I think visual AI becomes more attractive as the complexity of the world and characters increases. For me personally, a major argument is sensing proximity so i can plan step / grab placement or walking and climbing.
I need those things because i no longer work with characters which actually are just a point, traversing along paths or coarse polygons, carrying some 3D model and animation with them to generate an illusion of life.
I have individual body parts like with a real robot, so sensing and interacting with the environment becomes much more of a problem and challenge.

There is AI Habitat, a system for training agents with simulated environments.

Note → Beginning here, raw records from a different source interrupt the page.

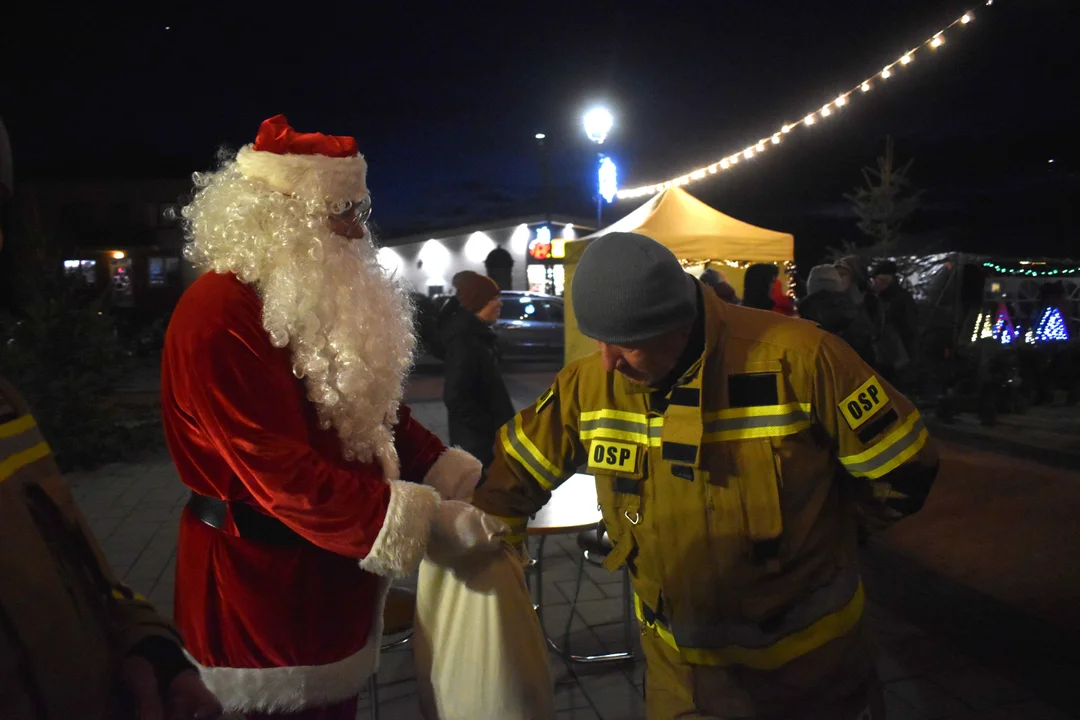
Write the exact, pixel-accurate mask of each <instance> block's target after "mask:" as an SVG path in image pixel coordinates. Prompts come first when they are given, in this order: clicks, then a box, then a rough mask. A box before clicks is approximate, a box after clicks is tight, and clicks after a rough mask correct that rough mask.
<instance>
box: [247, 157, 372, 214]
mask: <svg viewBox="0 0 1080 720" xmlns="http://www.w3.org/2000/svg"><path fill="white" fill-rule="evenodd" d="M237 167H238V168H240V172H241V173H242V174H243V175H244V177H246V178H247V179H249V180H261V181H262V182H266V184H267V185H268V186H270V187H271V188H273V189H274V190H276V191H279V192H284V193H288V194H292V195H297V196H300V198H308V199H310V200H326V201H329V202H341V201H350V200H351V201H356V200H360V199H362V198H364V196H365V195H367V162H366V161H365V160H364V155H360V154H357V155H353V157H352V158H328V157H326V155H298V154H284V155H283V154H278V153H275V152H266V151H264V150H256V149H255V146H254V145H247V146H244V147H243V148H241V149H240V152H238V153H237Z"/></svg>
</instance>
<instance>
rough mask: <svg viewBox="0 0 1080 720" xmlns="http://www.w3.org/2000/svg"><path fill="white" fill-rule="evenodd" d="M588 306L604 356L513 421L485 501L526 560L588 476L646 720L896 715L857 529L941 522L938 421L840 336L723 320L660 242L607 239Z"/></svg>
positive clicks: (610, 234) (583, 254)
mask: <svg viewBox="0 0 1080 720" xmlns="http://www.w3.org/2000/svg"><path fill="white" fill-rule="evenodd" d="M572 298H573V313H575V315H576V316H577V318H578V327H579V329H580V330H581V332H582V334H583V335H584V336H586V337H590V338H593V339H594V340H596V342H597V350H598V352H596V353H593V354H592V355H589V356H586V357H583V358H581V359H579V361H577V362H575V363H571V364H569V365H568V366H567V367H565V368H564V369H563V370H562V371H561V372H559V373H558V376H557V377H556V379H555V381H554V383H553V384H552V386H551V388H550V389H549V390H548V391H546V392H544V393H543V394H542V395H541V396H540V397H539V398H538V399H537V402H535V403H532V404H530V405H529V406H528V407H526V408H525V409H523V410H522V411H521V412H519V413H518V415H517V416H516V417H515V418H514V420H513V422H511V423H507V424H505V425H503V427H502V430H501V431H500V433H499V444H498V445H497V446H496V459H495V462H492V463H491V465H490V466H489V467H488V470H487V473H486V480H485V483H484V484H483V485H481V486H480V487H478V488H477V489H476V493H475V495H474V497H473V502H474V503H475V504H476V505H477V506H478V507H481V508H482V510H484V511H485V512H487V513H491V514H494V515H496V516H498V517H500V518H502V519H503V520H504V521H507V522H508V524H509V525H510V527H511V535H510V539H511V540H512V541H514V542H524V541H525V531H526V529H527V526H528V519H529V516H530V515H534V514H535V513H537V512H538V511H539V510H540V507H541V506H543V505H544V504H545V503H546V502H548V501H549V500H550V499H551V495H552V492H553V491H554V490H555V489H556V488H558V487H559V485H561V484H562V483H563V481H564V480H566V479H567V478H568V477H570V476H571V475H573V474H575V473H577V472H579V468H582V467H584V466H588V472H589V473H590V474H592V475H594V476H595V480H596V493H597V500H598V503H599V506H600V510H602V512H603V515H604V524H605V527H606V528H607V531H608V533H609V535H610V539H611V541H612V544H613V549H612V551H611V552H610V553H609V554H608V555H607V557H606V559H605V561H604V567H605V568H607V569H608V570H611V571H615V570H619V569H620V568H621V567H623V566H625V567H626V568H627V569H629V571H630V574H631V581H632V583H633V586H634V595H635V606H636V609H637V616H638V620H639V621H640V624H642V635H640V642H642V648H643V650H644V652H645V658H646V675H645V702H646V712H647V717H648V718H650V719H652V720H666V719H670V718H703V717H708V718H714V717H715V718H814V719H826V718H827V719H828V720H858V719H863V720H865V718H868V717H874V718H879V717H885V716H883V708H882V705H883V702H882V697H881V690H880V687H879V684H878V682H877V677H876V673H875V668H874V662H873V657H872V654H870V650H869V647H868V642H867V638H866V627H865V625H864V623H863V616H864V608H865V596H864V592H863V585H862V582H861V576H860V570H859V559H858V545H856V539H855V528H856V527H858V524H859V522H863V524H865V525H866V526H868V527H869V528H870V529H874V530H882V529H885V528H887V527H889V526H891V525H892V524H894V522H896V521H897V520H900V519H902V518H904V517H905V516H907V515H910V514H912V513H915V512H918V510H919V508H920V507H921V506H922V503H923V501H924V500H926V498H927V494H928V493H929V491H930V487H931V485H932V483H933V480H934V477H935V475H936V473H937V464H939V462H937V451H936V448H935V446H934V444H933V441H932V440H931V439H930V437H929V435H928V433H927V430H926V427H924V426H923V423H922V421H921V419H920V418H919V411H918V410H917V409H916V408H915V407H914V406H913V405H912V403H909V402H908V400H907V398H905V397H904V396H903V395H901V394H900V393H899V392H896V391H895V390H894V389H893V388H892V386H891V385H889V384H888V383H887V382H885V381H882V380H881V379H880V378H878V377H876V376H875V372H874V370H873V369H872V368H870V367H868V366H867V365H866V364H865V363H864V362H863V361H862V359H861V358H860V357H859V355H856V354H855V352H854V351H852V350H851V348H849V347H848V345H847V344H846V343H843V342H842V341H840V340H839V339H838V338H836V337H835V336H833V335H829V334H828V332H825V331H824V330H822V329H821V328H818V327H815V326H813V325H812V324H810V323H805V322H801V321H798V320H794V318H789V317H783V316H781V315H779V314H777V313H760V312H755V311H753V310H748V309H746V308H740V307H737V305H731V304H728V303H726V302H721V301H720V300H719V299H718V298H716V297H715V296H714V295H713V294H712V293H707V291H705V290H704V288H703V287H702V286H701V285H700V284H699V283H698V282H697V281H694V280H693V277H692V276H689V275H688V274H687V273H686V272H685V271H684V270H683V268H681V266H680V264H679V261H678V259H676V257H675V256H674V254H672V252H671V250H670V249H667V248H666V247H664V246H663V245H661V244H660V243H658V242H656V241H654V240H652V239H650V237H647V236H645V235H640V234H636V233H620V232H612V233H609V234H607V235H602V236H600V237H597V239H596V240H594V241H593V242H592V244H591V245H590V246H589V248H588V249H586V250H585V252H584V254H583V255H582V257H581V260H580V262H579V263H578V267H577V270H576V272H575V274H573V286H572Z"/></svg>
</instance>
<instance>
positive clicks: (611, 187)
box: [599, 157, 704, 203]
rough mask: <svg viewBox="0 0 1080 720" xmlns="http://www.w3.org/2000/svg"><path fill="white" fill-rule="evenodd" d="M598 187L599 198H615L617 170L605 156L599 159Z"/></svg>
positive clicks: (612, 199)
mask: <svg viewBox="0 0 1080 720" xmlns="http://www.w3.org/2000/svg"><path fill="white" fill-rule="evenodd" d="M702 173H704V171H702ZM599 188H600V198H603V199H604V200H605V201H607V202H609V203H610V202H611V201H612V200H615V198H616V194H617V193H618V192H619V181H618V172H617V169H616V166H615V163H613V162H612V161H611V159H610V158H607V157H605V158H604V159H603V160H600V172H599Z"/></svg>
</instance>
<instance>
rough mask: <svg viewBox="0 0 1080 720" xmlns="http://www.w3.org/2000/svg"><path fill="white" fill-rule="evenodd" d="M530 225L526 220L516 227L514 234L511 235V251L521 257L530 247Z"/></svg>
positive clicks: (510, 244) (510, 237) (516, 254)
mask: <svg viewBox="0 0 1080 720" xmlns="http://www.w3.org/2000/svg"><path fill="white" fill-rule="evenodd" d="M530 234H531V233H530V232H529V226H527V225H525V223H524V222H523V223H522V225H519V226H517V227H516V228H514V232H513V234H511V235H510V252H511V253H513V254H514V255H516V256H517V257H521V256H523V255H525V253H527V252H528V249H529V235H530Z"/></svg>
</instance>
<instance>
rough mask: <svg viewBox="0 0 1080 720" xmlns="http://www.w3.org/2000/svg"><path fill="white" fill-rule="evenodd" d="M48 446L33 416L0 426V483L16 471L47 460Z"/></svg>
mask: <svg viewBox="0 0 1080 720" xmlns="http://www.w3.org/2000/svg"><path fill="white" fill-rule="evenodd" d="M49 453H50V449H49V444H48V443H46V441H45V438H44V437H43V436H42V435H41V429H39V427H38V423H37V422H35V420H33V416H30V415H24V416H22V417H19V418H16V419H14V420H12V421H10V422H5V423H3V424H2V425H0V481H3V480H6V479H8V478H9V477H11V476H12V475H14V474H15V473H16V472H17V471H19V470H22V468H23V467H25V466H27V465H29V464H30V463H32V462H37V461H38V460H41V459H43V458H48V457H49Z"/></svg>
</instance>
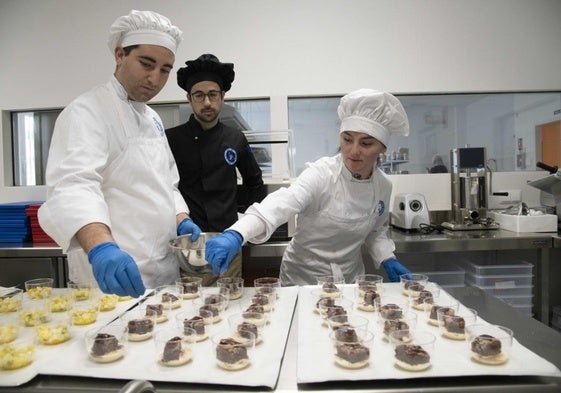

It supports vision, physics, and audio senses.

  • Rays: the beam idea is my old belief, now I know sensors are radio or radar based at origin
  • Cheating: yeah that’s what I call cheating

My project`s facebook page is “DreamLand Page”

When it comes to doing things the other way arround, vision first, you can still use some of the old approach, basically you end up with a mixed model. In a top down or isometric game the unit is basically a quad, you can use its position for whatever operations is required , no need to recognize the unit every frame

My project`s facebook page is “DreamLand Page”

Aressera said:
There is AI Habitat, a system for training agents with simulated environments. It supports vision, physics, and audio senses.

Oh, my understanding about how the hell Zuck manages to burn so much money on his desperate attempt to do the metaverse has just improved. ;D

Calin said:
When it comes to doing things the other way arround, vision first, you can still use some of the old approach, basically you end up with a mixed model. In a top down or isometric game the unit is basically a quad, you can use its position for whatever operations is required , no need to recognize the unit every frame

Yes. In games sensing is much easier than in real world robotics, and also we already have richer worlds with more options to interact. And we can still do abstractions and tricks as before to keep hard things easier.

Thus, games should be a major player in achieving progress in robotics related AI. The real world does not even need this, but we do, imo.

Probably the major reason why this isn't happening is that game devs are no scientists, and are used too much to fake stuff instead simulating it.
That's a pity, because costs are much lower than e.g. large scale fluid simulations or photorealistic lighting. No 2000 bucks GPU needed to achieve progress, and we talk about real progress enabling new games, not just better gfx.

However, my optimism regarding robotics is just founded on wishful thinking so far. I'm sure i can make it work, but idk what ‘new games’ to expect exactly, and which things that worked well with animation won't work with robotics at all.

JoeJ said:
Thus, games should be a major player in achieving progress in robotics related AI. The real world does not even need this, but we do, imo. Probably the major reason why this isn't happening is that …

It may not be happening in games, but it's definitely happening in robotics: https://www.robocup.org/leagues/23​ and https://www.robocup.org/leagues/11​ (look under “leagues” from the main website).

The reason is that it's much much cheaper than real world robots, making it much more affordable to a larger group.

Also, you can drop most of the problems in keeping the hardware running reliably, so you can concentrate more on the AI domain.